The use of a knife against a person in a Church during a squabble - with the evidence of two stab wounds - one a deep cut to the heart - followed by a second wound in the chest area in my respectful view coupled with the fact the Appellant then RAN from the scene - R v B (a House of Lords decision) in my respectful view the surrounding facts would tend to show and to establish the necessary intent to prove a murder charge and would no doubt lead to a conviction as against this Appellant for murder.
MEDICAL TREATMENT - CONFINEMENT.
I have been assured by the Solicitor General in open Court that the appellant will be provided access to proper medical and hospital treatment - if she remains confined in prison, and of this I am quite sure she will be looked after.
CONCLUSION
Having reached that conclusion, it would in my view be inappropriate for me to grant bail to the Appellant in this case - at this time.
In this regard I am mindful of the admonition of the Court of Appeal in Kafoa v R (App No 347, 348, 743/1996, 20 June 1997, Court of Appeal) where the Court was critical of the Judge's decision to grant bail to three appellants in a rape case pending appeal having regard, in particular, to the gravity of the offences and the appellants' meager prospects of success.

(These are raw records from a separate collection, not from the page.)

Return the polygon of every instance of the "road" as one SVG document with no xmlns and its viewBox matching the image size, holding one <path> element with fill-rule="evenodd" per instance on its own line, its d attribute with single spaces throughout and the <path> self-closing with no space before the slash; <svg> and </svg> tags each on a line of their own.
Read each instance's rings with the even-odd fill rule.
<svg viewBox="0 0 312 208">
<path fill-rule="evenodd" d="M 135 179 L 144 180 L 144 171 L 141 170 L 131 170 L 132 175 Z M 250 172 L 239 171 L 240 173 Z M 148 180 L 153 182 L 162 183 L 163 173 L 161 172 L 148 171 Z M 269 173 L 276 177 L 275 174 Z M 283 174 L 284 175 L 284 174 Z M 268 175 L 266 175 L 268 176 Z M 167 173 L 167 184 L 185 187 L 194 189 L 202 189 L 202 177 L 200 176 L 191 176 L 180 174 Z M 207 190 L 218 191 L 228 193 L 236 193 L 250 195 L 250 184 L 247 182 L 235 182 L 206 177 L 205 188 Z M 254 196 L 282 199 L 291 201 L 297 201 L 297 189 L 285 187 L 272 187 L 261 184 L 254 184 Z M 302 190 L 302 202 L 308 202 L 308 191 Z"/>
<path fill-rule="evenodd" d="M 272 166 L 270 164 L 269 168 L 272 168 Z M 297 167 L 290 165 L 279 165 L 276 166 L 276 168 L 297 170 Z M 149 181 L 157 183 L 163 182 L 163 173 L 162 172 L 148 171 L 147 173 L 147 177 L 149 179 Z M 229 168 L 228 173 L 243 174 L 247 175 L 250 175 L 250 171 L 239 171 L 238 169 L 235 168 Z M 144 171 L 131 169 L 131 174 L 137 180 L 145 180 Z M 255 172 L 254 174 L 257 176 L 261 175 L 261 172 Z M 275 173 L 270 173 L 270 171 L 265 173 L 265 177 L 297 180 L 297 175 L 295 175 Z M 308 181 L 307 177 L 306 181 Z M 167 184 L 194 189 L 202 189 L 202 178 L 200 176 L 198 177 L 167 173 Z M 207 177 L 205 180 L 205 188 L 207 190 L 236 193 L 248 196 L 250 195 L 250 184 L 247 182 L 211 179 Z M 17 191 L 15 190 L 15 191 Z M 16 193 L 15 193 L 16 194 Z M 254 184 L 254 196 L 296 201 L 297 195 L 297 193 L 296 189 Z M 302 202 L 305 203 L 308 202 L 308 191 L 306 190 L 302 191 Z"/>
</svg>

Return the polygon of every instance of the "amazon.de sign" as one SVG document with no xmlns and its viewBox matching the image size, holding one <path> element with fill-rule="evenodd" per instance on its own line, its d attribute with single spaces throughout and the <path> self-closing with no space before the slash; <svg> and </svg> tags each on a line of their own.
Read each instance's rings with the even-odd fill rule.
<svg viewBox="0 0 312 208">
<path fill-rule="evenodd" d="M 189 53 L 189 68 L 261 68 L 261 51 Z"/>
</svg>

There is one further consideration which I must also that is the welfare of the unborn child and the issue of hard labour. I order that during her confinement whilst pregnant the Appellant is not to perform hard labour - she is to be regularly seen by a medical officer and she is to be placed upon light duties within the prison confines.
Accordingly the applicant and her counsel have failed to persuade me that there is a reasonable prospect of the appeal succeeding; and accordingly her application for bail pending appeal is REFUSED.